We consider Sharpness-Aware Minimization (SAM), a gradient-based optimization method for deep networks that has exhibited performance improvements on image and language prediction problems. We show that when SAM is applied with a convex quadratic objective, for most random initializations it converges to a cycle that oscillates between either side of the minimum in the direction with the largest curvature, and we provide bounds on the rate of convergence. In the non-quadratic case, we show that such oscillations effectively perform gradient descent, with a smaller step-size, on the spectral norm of the Hessian.

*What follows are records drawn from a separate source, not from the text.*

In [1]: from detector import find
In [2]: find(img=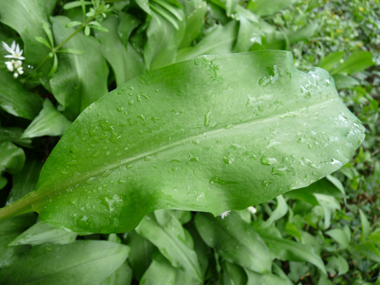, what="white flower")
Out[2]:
[5,60,14,72]
[247,206,257,214]
[2,41,25,60]
[5,59,24,78]
[220,211,231,219]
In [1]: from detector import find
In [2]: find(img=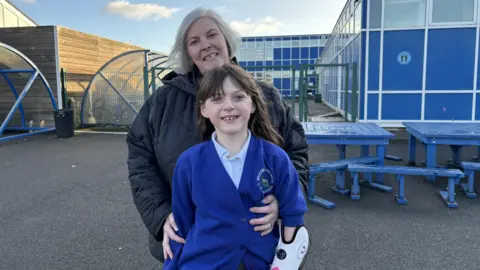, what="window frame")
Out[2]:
[382,0,431,30]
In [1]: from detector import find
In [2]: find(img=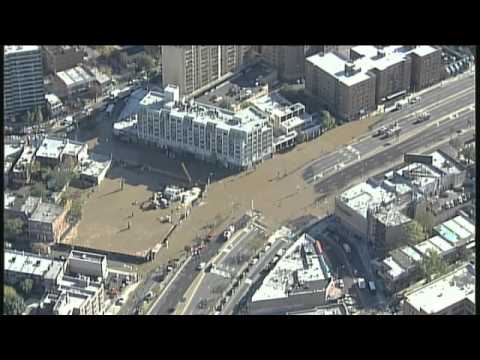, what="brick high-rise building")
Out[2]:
[261,45,305,81]
[3,46,45,118]
[43,45,83,73]
[162,45,249,96]
[305,45,441,120]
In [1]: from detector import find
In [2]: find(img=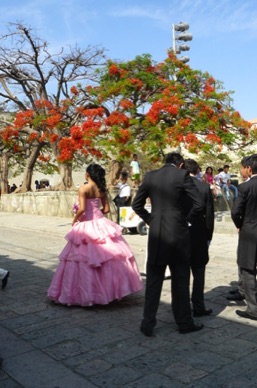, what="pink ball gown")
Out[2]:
[47,198,143,306]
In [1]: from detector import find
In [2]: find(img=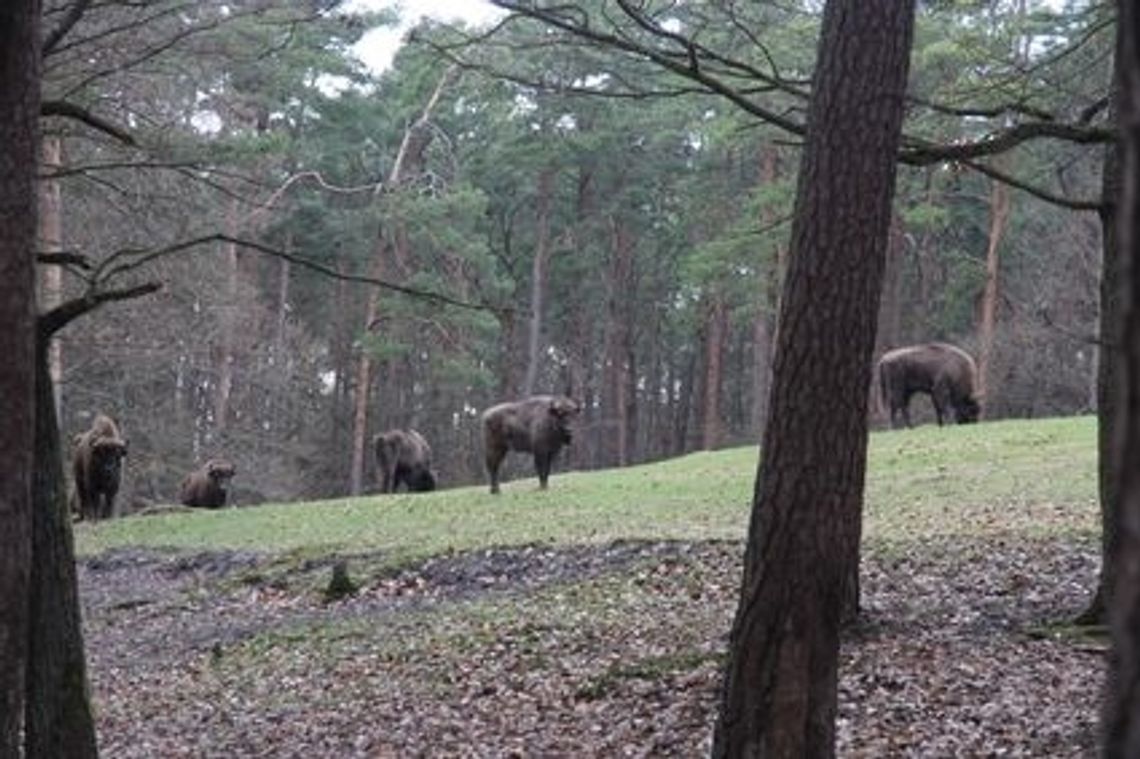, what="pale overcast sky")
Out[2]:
[350,0,503,72]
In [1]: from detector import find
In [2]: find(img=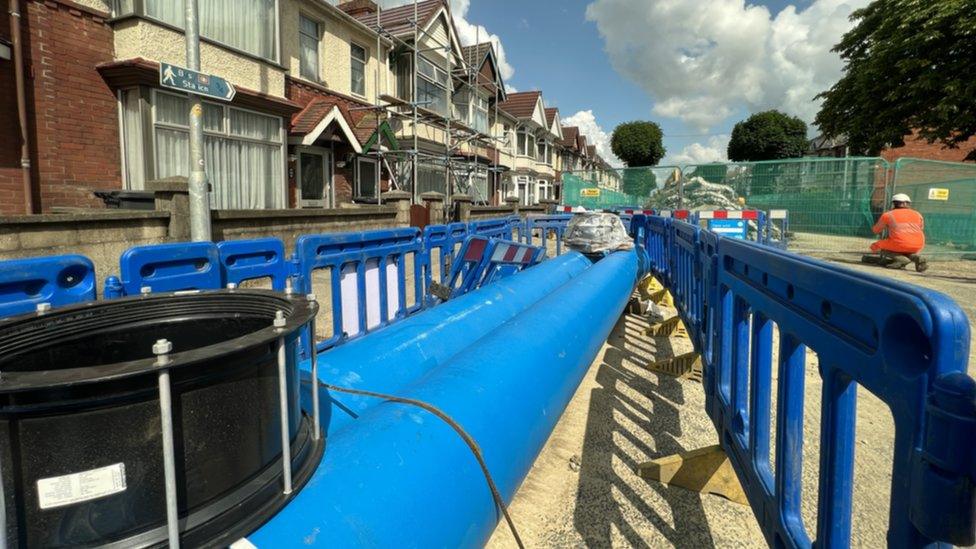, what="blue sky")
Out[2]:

In such cases, SAM's update may be regarded as a third derivative -- the derivative of the Hessian in the leading eigenvector direction -- that encourages drift toward wider minima.

翻译：我们考虑锐度感知最小化（Sharpness-Aware Minimization, SAM），这是一种用于深度网络的基于梯度的优化方法，已在图像和语言预测问题上展现出性能提升。我们证明，当SAM应用于凸二次目标函数时，对于大多数随机初始化，它收敛到一个在具有最大曲率方向上最小值两侧振荡的周期，并给出了收敛速度的界限。在非二次情形下，我们表明这种振荡实际上以更小的步长对Hessian矩阵的谱范数执行梯度下降。在此类情形中，SAM的更新可以被视为三阶导数——即Hessian矩阵在主导特征向量方向上的导数——这促使向更宽广的极小值漂移。